Улочку за кинотеатром затянуло маревом. Странное, зыбкое, оно дрожало, как дрожит воздух в жаркий летний полдень, плыло – плотное, мутное – и все предметы в нем теряли очертания: приземистые, еще дореволюционные дома, яркое пятно новехонького здания райисполкома, деревья, прохожие… среди которых не было девочки в пижаме. Только быстро исчезающая цепочка кровавых следов обрывалась точно у границы марева. Оксана мгновение озадаченно смотрела на тающие следы – и потянула уголок глаза: близорукие девчонки в классе говорили, что так доску лучше видно – все вокруг расплывается, а то, что хочешь увидеть, становится четким. Короткий возглас вырвался из ее груди, она отдернула руку…
– Четко! Даже слишком… - и зачем она только сюда пошла! Бежать за майором поздно – а он точно унюхает, что она тут была, у самой кромки стояла. И отчаянно надеясь в душе, что марево ее не пропустит, Оксана пошла по исчезающим кровавым следам. – Остроумова, стой! Совсем сдурела?
Марево колыхнулось – точно отлетела в сторону тюлевая занавеска.
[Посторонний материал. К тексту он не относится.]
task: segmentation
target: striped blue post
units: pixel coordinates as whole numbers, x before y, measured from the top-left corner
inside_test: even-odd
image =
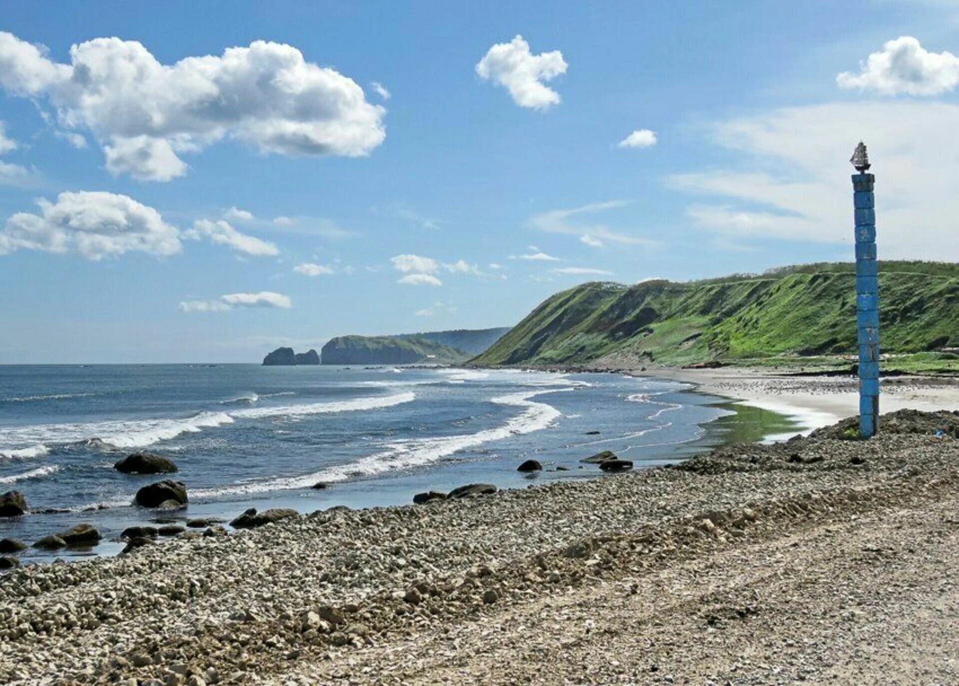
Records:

Городская улочка исчезла. Оксана стояла внутри куба, выгороженного прямо посреди улицы мутно-прозрачными стенами, мерцающими расплывчатыми картинками: снег вместо зелени, деревенские хаты вместо старинных домов переулка, тусклый холодный рассвет вместо теплого вечера. Все это было там, в мареве, а здесь… здесь была только толстая ветка – гладкая, и почти прямая, как перекладина виселицы. И свисающая с нее веревочная петля. Остроумова, не размыкая сцепленных в запястьях рук, пыталась подняться на заботливо выставленный под петлю деревянный чурбачок.
– Стой, говорю! – подскочившая Оксана без церемоний схватила ее за ворот пижамы, дернула назад… пальцы прошли сквозь ткань, по ним побежали блики – как бывает, когда проскакиваешь перед лучом киноаппарата. За спиной у Оксаны кто-то хихикнул.
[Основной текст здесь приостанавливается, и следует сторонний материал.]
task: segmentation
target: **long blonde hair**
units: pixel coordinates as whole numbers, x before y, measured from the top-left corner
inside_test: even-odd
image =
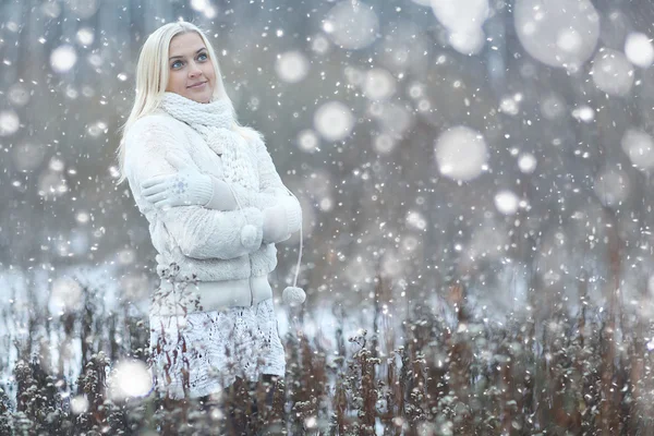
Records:
[[[117,184],[125,180],[124,159],[125,159],[125,135],[130,128],[142,117],[154,112],[161,102],[166,86],[168,85],[169,68],[168,68],[168,50],[170,41],[177,35],[195,32],[199,35],[203,43],[209,52],[209,60],[216,71],[216,86],[214,88],[213,99],[227,98],[231,101],[225,90],[222,83],[222,74],[218,65],[218,59],[211,43],[206,35],[194,24],[189,22],[174,22],[162,25],[153,32],[141,49],[138,63],[136,64],[136,97],[134,106],[128,121],[122,126],[122,136],[118,146],[118,162],[120,169],[120,178]],[[234,123],[232,130],[240,133],[245,140],[251,140],[253,136],[262,138],[261,134],[254,129],[243,126],[237,119],[237,113],[233,113]]]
– Кто здесь? – Оксана обернулась… позади никого не было. – Стой, тебе говорю!
– Остроумова тем временем подняла ногу… Оксана с размаху пнула по чурбаку – нога прошла насквозь. Попытки остановить Остроумову оказались такими же бессмысленными как ловить бегущего к пропасти киношного коня или предупреждать идущего в засаду киношного разведчика.
– Хи-хи-хи! – заливались у Оксаны за спиной – похоже, кого-то очень развлекали ее напрасные метания.
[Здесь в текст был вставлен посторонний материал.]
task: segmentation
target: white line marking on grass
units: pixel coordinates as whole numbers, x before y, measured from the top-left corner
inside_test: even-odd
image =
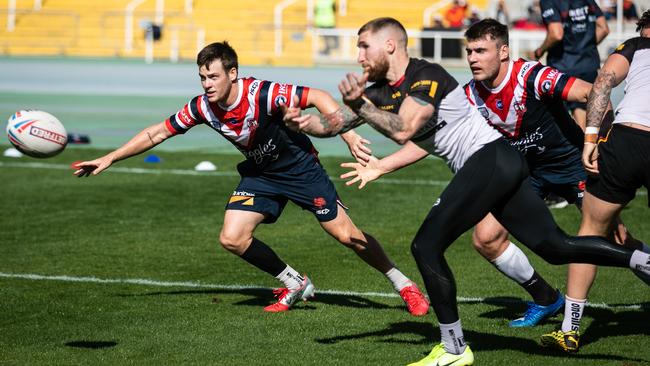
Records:
[[[56,170],[72,170],[69,165],[65,164],[46,164],[46,163],[12,163],[0,161],[0,167],[8,168],[31,168],[31,169],[56,169]],[[148,168],[120,168],[111,167],[111,172],[116,173],[131,173],[131,174],[157,174],[157,175],[192,175],[192,176],[206,176],[206,177],[239,177],[239,173],[235,171],[223,172],[197,172],[195,170],[187,169],[148,169]],[[345,182],[346,179],[330,177],[335,182]],[[382,178],[374,181],[372,184],[411,184],[416,186],[435,186],[445,187],[449,184],[448,180],[430,180],[430,179],[392,179]],[[645,190],[637,191],[639,196],[647,196],[648,192]]]
[[[34,273],[5,273],[0,272],[0,277],[4,278],[18,278],[24,280],[33,280],[33,281],[62,281],[62,282],[82,282],[82,283],[106,283],[106,284],[125,284],[125,285],[140,285],[140,286],[153,286],[153,287],[185,287],[185,288],[208,288],[208,289],[219,289],[219,290],[246,290],[246,289],[255,289],[255,290],[269,290],[272,289],[264,286],[255,286],[255,285],[220,285],[212,283],[200,283],[200,282],[191,282],[191,281],[157,281],[150,280],[145,278],[97,278],[97,277],[75,277],[75,276],[48,276],[48,275],[39,275]],[[340,295],[340,296],[358,296],[358,297],[385,297],[385,298],[396,298],[399,297],[398,294],[394,292],[356,292],[356,291],[340,291],[340,290],[317,290],[317,294],[327,294],[327,295]],[[458,297],[459,303],[482,303],[485,302],[483,297]],[[504,301],[506,302],[506,301]],[[510,302],[510,301],[507,301]],[[511,301],[512,303],[518,303],[519,301]],[[599,309],[627,309],[627,310],[639,310],[641,305],[639,304],[620,304],[620,305],[611,305],[606,303],[587,303],[588,307],[599,308]]]
[[[70,170],[72,168],[65,164],[47,164],[47,163],[12,163],[0,161],[0,167],[7,168],[29,168],[29,169],[56,169],[56,170]],[[206,176],[206,177],[239,177],[239,173],[235,171],[222,171],[222,172],[197,172],[195,170],[187,169],[148,169],[148,168],[120,168],[111,167],[109,172],[116,173],[131,173],[131,174],[157,174],[157,175],[193,175],[193,176]],[[346,179],[330,177],[333,181],[345,182]],[[446,186],[449,184],[448,180],[427,180],[427,179],[391,179],[382,178],[373,182],[373,184],[411,184],[419,186]]]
– Весело тебе, дура старая? – заорала Оксана, вертясь на месте как юла: смех был жеманно-девичий, как смеются дамочки в возрасте, старательно делающие вид, что они еще девочки.
Смех сменился негодующим вздохом – за спиной у Оксаны словно что-то пронеслось и… она обнаружила что стоит на коленях у самой границы марева, а Остроумова лезет на проклятый чурбак, будто кто-то невидимый поддержает ее под локти.
– Да я тебя лучше сама убью, Остроумова! – Оксана вскочила… и приложила одноклассницу тетрадками Елизаветы Григорьевны. Бомкнуло, как бывает, когда шмякнешь кого из пацанов книжкой по голове, потерявшая равновесие Остроумова шмякнулась задом на асфальт и растерянно захлопала глазами.
Свисающая с ветки петля начала медленно таять в воздухе.
– Коваленко? Что ты делаешь в моей комна… - Остроумова заозиралась по сторонам, пытаясь понять, где же она.
– Посторонние на площадке! – завопил жеманный голос. – Вы мешаете! Мешаете мне творить! Прочь, прочь!